J’ai testé le Garmin Cirqa : une première copie trop paresseuse
Garmin entre enfin sur le marché des bracelets connectés sans écran avec le Cirqa, un modèle vendu 199,99 euros depuis fin juillet 2026. Dans ce test, l’appareil apparaît comme une première tentative sérieuse sur le papier, mais encore trop proche d’un produit minimaliste assemblé sans vraie rupture logicielle face à Whoop.
Un bracelet pensé pour le suivi continu, mais au design très sobre
Le Cirqa reprend l’idée centrale de cette catégorie : un bracelet porté jour et nuit pour mesurer la fréquence cardiaque, le sommeil et la récupération, sans affichage au poignet. Garmin propose un boîtier de 47 x 27 x 9 mm pour 20,7 g, avec un bracelet en tissu jugé confortable par le testeur, même si l’ensemble reste assez imposant. Le modèle peut être porté au poignet ou au biceps, ce dernier usage étant présenté comme intéressant pour ceux qui veulent le faire oublier sous un vêtement ou améliorer la mesure pendant l’effort.
Le produit est décliné en quatre couleurs de bracelet, mais le boîtier reste noir. La fermeture par scratch facilite l’ajustement et le séchage après la douche ou le sport. En revanche, le test souligne que le format L/XL peut être trop juste pour les petits poignets.

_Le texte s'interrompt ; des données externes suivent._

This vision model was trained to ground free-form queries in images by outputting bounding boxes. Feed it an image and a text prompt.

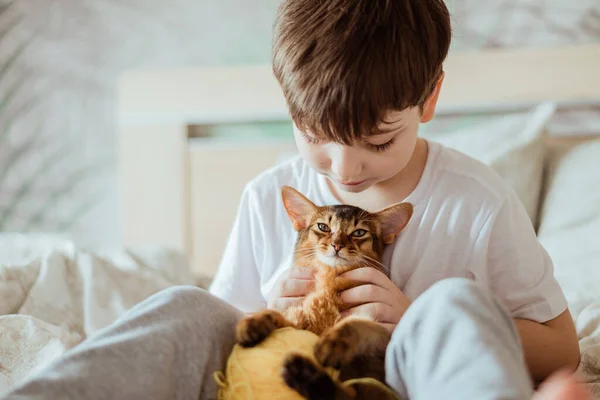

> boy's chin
[330,178,373,193]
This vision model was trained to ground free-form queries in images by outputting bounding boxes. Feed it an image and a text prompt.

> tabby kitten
[236,186,413,400]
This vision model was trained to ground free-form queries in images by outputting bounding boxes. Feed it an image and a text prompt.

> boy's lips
[338,180,366,186]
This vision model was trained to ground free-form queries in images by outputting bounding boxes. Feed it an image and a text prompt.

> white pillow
[539,139,600,382]
[420,103,556,226]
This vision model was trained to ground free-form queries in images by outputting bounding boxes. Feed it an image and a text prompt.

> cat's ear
[281,186,317,231]
[376,203,413,244]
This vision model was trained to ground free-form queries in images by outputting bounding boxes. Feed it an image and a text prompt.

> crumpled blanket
[0,235,196,395]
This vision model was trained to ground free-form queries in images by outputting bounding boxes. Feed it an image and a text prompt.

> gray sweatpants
[4,279,533,400]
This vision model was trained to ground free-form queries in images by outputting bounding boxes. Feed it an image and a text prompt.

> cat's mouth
[317,252,350,267]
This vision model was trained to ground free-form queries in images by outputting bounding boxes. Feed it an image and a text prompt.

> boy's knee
[157,286,241,320]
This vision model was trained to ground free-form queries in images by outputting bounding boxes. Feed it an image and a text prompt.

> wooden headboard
[118,45,600,274]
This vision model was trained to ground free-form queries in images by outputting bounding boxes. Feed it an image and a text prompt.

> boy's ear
[281,186,317,231]
[421,71,446,124]
[376,203,413,244]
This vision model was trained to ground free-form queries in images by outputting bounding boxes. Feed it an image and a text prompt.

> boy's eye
[317,223,331,232]
[367,137,396,151]
[352,229,367,237]
[300,132,321,144]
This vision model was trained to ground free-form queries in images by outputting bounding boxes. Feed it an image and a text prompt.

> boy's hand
[267,267,315,312]
[341,268,411,332]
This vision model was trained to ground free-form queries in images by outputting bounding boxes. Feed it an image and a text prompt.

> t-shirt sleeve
[209,186,266,312]
[487,190,567,323]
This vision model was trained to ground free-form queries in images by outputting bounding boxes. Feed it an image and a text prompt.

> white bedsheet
[0,228,600,399]
[0,235,195,395]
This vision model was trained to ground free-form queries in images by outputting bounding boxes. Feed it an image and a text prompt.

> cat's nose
[331,243,346,253]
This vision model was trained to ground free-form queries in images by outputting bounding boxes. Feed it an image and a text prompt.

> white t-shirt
[210,141,567,322]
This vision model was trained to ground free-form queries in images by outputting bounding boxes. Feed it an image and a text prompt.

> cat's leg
[281,354,356,400]
[315,317,391,369]
[236,310,294,347]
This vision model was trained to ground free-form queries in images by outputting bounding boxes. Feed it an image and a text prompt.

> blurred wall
[0,0,600,245]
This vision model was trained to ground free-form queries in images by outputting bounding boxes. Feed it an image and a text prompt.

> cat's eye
[317,223,331,232]
[352,229,367,237]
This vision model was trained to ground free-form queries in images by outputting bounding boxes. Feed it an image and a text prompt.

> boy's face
[294,107,422,193]
[294,73,445,193]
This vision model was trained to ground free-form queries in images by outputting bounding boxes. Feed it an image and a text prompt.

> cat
[236,186,413,400]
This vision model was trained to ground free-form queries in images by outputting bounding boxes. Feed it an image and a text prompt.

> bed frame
[118,41,600,276]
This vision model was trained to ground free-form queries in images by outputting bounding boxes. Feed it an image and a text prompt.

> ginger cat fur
[236,186,413,400]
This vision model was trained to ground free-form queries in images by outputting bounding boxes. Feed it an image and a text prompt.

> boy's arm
[515,310,579,383]
[483,191,579,382]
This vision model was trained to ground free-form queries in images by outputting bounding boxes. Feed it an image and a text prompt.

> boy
[0,0,586,399]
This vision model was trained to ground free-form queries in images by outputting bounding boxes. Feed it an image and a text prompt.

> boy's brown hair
[273,0,451,144]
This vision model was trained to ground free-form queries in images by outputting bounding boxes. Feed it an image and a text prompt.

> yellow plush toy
[214,328,399,400]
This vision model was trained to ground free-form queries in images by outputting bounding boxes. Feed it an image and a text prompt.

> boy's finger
[280,279,315,297]
[289,266,315,279]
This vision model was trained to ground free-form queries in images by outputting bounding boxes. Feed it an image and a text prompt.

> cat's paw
[236,310,289,347]
[281,354,336,399]
[314,325,356,369]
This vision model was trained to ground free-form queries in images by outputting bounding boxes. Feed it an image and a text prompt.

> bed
[118,45,600,277]
[118,44,600,398]
[0,45,600,398]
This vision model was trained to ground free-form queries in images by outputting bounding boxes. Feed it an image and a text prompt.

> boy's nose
[331,145,361,181]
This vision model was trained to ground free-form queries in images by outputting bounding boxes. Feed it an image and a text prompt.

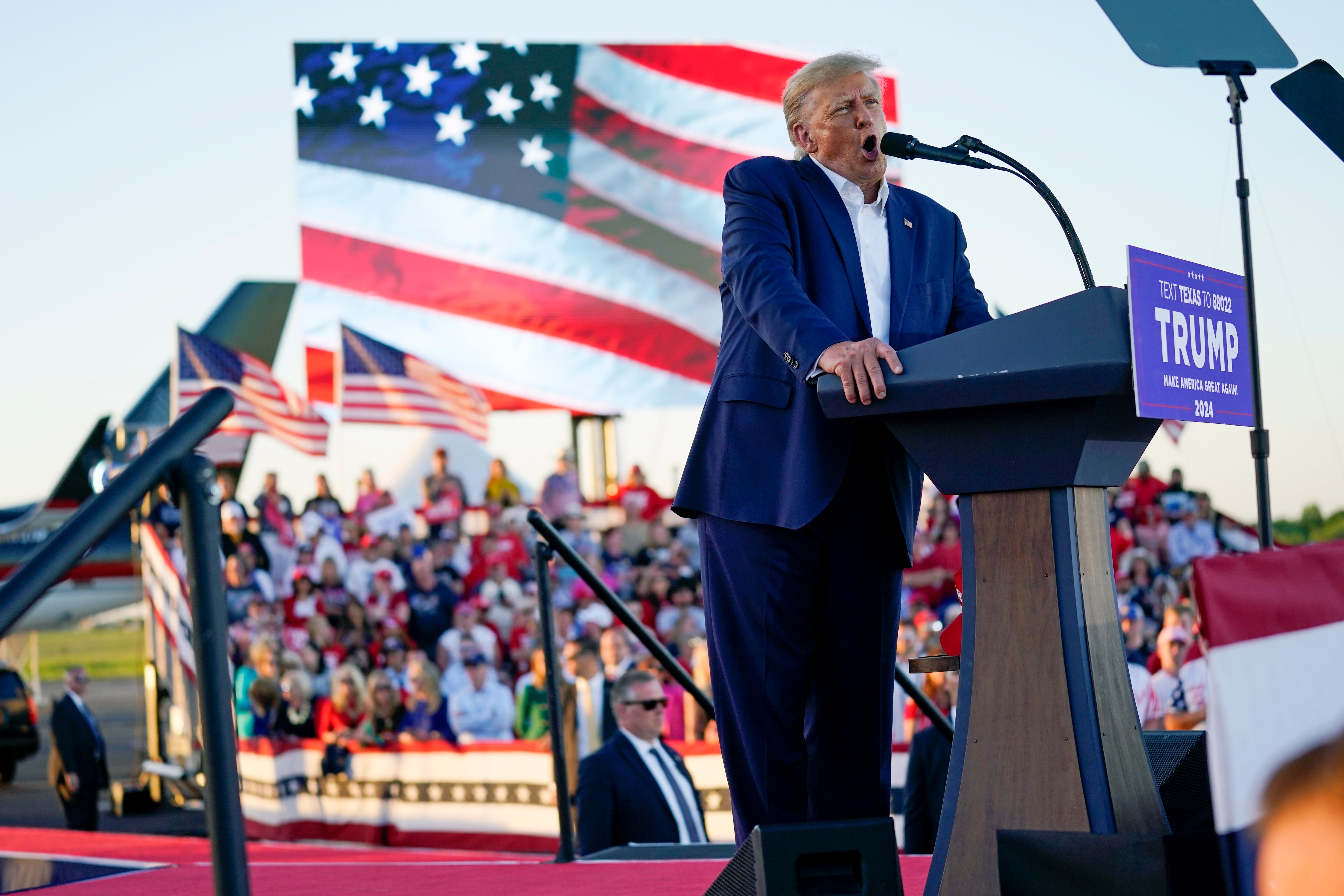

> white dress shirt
[621,728,710,844]
[574,672,606,759]
[813,159,891,344]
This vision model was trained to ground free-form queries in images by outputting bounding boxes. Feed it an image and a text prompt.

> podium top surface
[817,286,1132,418]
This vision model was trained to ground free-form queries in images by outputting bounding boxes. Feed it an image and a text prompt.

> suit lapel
[798,156,872,336]
[614,732,676,824]
[887,191,919,345]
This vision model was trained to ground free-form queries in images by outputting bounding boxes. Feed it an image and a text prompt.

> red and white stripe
[341,347,491,442]
[298,44,898,412]
[177,348,328,455]
[1195,541,1344,833]
[140,523,196,681]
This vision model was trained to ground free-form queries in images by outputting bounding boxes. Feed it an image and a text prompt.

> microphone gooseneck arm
[954,136,1097,289]
[882,133,1097,289]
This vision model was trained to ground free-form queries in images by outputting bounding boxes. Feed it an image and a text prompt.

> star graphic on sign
[517,134,555,175]
[449,40,491,75]
[402,56,444,97]
[355,86,392,129]
[530,71,560,111]
[294,75,317,118]
[327,43,364,83]
[434,105,476,146]
[485,82,523,125]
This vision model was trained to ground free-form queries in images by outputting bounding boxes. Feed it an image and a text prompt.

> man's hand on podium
[817,336,905,404]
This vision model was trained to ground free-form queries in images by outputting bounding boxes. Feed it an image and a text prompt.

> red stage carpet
[0,827,929,896]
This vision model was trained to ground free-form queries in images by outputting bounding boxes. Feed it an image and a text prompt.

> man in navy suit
[578,669,708,856]
[673,54,991,841]
[48,666,108,830]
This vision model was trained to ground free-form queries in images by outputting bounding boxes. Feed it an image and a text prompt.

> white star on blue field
[290,38,578,218]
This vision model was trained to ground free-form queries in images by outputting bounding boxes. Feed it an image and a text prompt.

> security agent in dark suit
[673,54,991,838]
[905,672,960,856]
[48,666,108,830]
[578,669,708,856]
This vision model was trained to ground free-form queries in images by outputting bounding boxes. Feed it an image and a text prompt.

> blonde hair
[781,50,882,159]
[406,660,444,712]
[331,662,370,715]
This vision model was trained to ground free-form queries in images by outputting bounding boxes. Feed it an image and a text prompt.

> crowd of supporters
[142,450,1255,762]
[894,462,1258,742]
[149,450,715,771]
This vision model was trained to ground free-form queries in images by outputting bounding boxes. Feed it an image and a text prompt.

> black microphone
[882,132,993,168]
[882,133,1097,289]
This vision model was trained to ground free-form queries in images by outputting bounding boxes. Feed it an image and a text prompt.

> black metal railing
[527,510,714,719]
[527,510,714,862]
[0,388,251,896]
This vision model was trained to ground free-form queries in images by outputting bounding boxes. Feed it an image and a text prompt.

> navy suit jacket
[578,732,704,856]
[51,694,108,799]
[906,725,952,854]
[673,157,991,561]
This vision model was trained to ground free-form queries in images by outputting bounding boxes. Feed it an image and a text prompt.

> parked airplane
[0,282,294,634]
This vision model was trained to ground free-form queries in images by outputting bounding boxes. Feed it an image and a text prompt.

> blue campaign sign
[1129,246,1255,426]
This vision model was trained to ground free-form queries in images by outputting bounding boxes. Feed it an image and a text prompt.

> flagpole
[332,324,347,512]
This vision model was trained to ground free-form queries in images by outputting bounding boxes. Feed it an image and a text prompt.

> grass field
[38,625,145,681]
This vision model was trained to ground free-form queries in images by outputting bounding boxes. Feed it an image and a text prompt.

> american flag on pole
[171,328,327,455]
[293,40,896,412]
[340,327,491,442]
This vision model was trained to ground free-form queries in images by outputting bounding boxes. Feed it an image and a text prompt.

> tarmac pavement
[0,678,206,837]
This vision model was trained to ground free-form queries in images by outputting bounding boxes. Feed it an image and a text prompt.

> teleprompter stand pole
[1199,60,1274,548]
[532,541,574,864]
[171,454,251,896]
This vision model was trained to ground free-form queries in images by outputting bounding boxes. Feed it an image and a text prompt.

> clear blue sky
[0,0,1344,519]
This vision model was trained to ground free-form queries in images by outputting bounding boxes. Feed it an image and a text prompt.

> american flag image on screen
[293,40,896,412]
[172,329,328,455]
[340,327,491,442]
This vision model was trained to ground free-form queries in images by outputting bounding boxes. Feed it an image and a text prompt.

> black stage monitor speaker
[1144,731,1214,834]
[704,818,905,896]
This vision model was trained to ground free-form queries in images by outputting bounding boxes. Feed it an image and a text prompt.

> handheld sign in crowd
[1128,246,1255,426]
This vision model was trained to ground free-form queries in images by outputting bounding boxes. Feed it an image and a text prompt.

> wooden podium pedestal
[817,286,1168,896]
[925,488,1167,896]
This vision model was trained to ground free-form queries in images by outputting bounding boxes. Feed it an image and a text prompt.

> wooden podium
[817,286,1168,896]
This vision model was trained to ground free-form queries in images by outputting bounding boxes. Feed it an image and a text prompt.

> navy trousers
[700,427,905,844]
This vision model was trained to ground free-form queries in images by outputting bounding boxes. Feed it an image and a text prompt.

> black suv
[0,664,38,785]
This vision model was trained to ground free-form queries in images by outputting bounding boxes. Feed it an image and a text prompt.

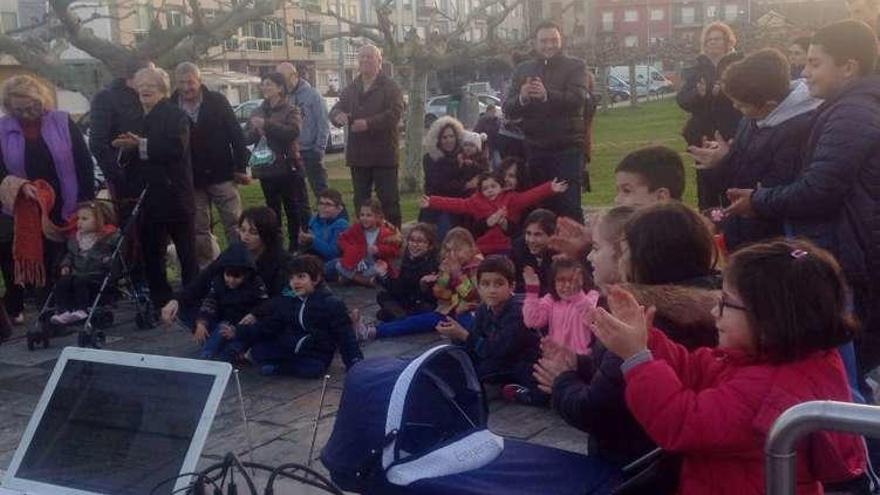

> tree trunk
[401,66,428,193]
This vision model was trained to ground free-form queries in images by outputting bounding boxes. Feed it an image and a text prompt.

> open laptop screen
[16,359,215,494]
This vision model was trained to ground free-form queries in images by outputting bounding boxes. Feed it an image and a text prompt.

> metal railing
[764,401,880,495]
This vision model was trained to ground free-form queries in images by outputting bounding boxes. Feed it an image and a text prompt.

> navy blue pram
[321,345,617,495]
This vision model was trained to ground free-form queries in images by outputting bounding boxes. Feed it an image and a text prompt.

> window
[0,12,18,33]
[724,3,739,21]
[681,7,696,24]
[602,12,614,31]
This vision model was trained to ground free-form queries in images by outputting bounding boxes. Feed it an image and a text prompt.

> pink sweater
[523,285,599,354]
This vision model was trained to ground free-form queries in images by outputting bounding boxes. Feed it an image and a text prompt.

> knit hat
[461,131,488,151]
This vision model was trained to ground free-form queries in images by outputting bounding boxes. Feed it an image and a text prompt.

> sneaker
[501,383,536,406]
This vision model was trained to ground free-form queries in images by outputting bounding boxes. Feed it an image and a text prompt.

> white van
[610,65,673,96]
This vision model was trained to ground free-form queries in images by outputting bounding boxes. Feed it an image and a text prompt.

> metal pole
[764,401,880,495]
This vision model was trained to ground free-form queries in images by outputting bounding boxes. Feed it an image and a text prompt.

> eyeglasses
[718,296,746,318]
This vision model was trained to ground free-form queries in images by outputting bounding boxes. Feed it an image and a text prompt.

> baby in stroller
[50,201,119,325]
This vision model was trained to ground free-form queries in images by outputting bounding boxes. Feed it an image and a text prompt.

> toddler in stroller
[50,201,119,325]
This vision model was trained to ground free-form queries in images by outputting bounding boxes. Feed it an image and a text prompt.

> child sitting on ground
[299,189,348,281]
[376,223,438,322]
[591,241,866,495]
[336,198,401,287]
[421,174,568,255]
[193,243,269,359]
[436,255,538,392]
[227,255,363,378]
[50,201,119,325]
[359,227,483,340]
[511,208,556,296]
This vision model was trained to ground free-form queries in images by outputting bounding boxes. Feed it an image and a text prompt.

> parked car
[235,96,345,153]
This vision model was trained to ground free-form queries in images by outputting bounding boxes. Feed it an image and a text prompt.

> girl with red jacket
[421,174,568,256]
[336,198,401,287]
[592,240,866,495]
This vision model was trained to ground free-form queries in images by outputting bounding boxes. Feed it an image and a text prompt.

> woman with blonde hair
[0,75,94,324]
[112,67,198,307]
[677,22,743,210]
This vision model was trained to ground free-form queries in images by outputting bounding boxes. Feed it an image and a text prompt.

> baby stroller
[27,188,156,351]
[321,345,617,495]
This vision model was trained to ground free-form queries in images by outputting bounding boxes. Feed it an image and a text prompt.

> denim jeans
[376,311,474,339]
[526,143,584,223]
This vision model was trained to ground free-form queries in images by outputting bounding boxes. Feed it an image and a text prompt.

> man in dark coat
[330,45,403,227]
[727,21,880,370]
[504,22,588,222]
[171,62,250,266]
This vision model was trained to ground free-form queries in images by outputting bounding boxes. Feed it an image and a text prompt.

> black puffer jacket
[752,76,880,310]
[504,53,587,150]
[551,285,718,465]
[676,53,743,145]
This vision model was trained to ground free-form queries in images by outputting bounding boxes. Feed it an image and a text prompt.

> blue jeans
[376,311,474,339]
[526,143,584,223]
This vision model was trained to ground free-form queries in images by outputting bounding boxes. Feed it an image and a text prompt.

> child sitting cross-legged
[421,174,568,255]
[358,227,483,340]
[376,223,438,321]
[336,198,401,286]
[222,255,363,378]
[436,255,539,387]
[299,189,348,281]
[193,243,269,359]
[592,241,866,495]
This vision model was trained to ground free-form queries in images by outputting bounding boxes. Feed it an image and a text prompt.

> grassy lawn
[235,99,696,232]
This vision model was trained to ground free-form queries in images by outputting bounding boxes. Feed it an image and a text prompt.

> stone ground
[0,287,587,494]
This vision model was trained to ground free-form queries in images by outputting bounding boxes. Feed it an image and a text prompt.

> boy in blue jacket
[223,255,364,378]
[299,189,348,281]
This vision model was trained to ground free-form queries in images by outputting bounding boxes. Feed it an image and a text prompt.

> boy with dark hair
[436,255,539,400]
[688,48,822,251]
[614,146,684,208]
[727,21,880,372]
[299,189,348,281]
[223,255,363,378]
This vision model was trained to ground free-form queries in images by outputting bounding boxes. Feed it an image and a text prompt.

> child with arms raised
[593,241,866,495]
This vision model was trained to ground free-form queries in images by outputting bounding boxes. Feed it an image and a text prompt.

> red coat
[428,182,553,255]
[336,222,401,275]
[625,329,865,495]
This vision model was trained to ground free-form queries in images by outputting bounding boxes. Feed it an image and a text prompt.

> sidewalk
[0,287,587,494]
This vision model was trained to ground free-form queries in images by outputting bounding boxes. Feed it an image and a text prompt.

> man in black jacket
[504,22,588,222]
[171,62,250,272]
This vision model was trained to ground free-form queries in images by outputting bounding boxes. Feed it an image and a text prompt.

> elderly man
[171,62,249,267]
[275,62,330,203]
[504,22,587,222]
[330,45,403,226]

Une application riche, mais vieillissante et peu adaptée à l’usage
Le principal reproche adressé au Cirqa concerne Garmin Connect. L’application donne accès aux données sans abonnement obligatoire, ce qui constitue un avantage net face à Whoop, mais son interface est décrite comme dense, peu intuitive et peu modernisée. Garmin a ajouté quelques cartes de synthèse en page d’accueil, mais cela ne suffit pas à masquer une organisation jugée lourde.
Le Cirqa introduit aussi un bouton physique, utilisé pour lancer ou arrêter une activité favorite et gérer l’alarme. Ce choix est présenté comme surprenant pour un bracelet censé se faire oublier. Le testeur dit avoir déclenché plusieurs activités par erreur. Une mise à jour début septembre 2026 a corrigé une partie de la gestion du réveil, mais l’ensemble reste moins fluide que chez Whoop.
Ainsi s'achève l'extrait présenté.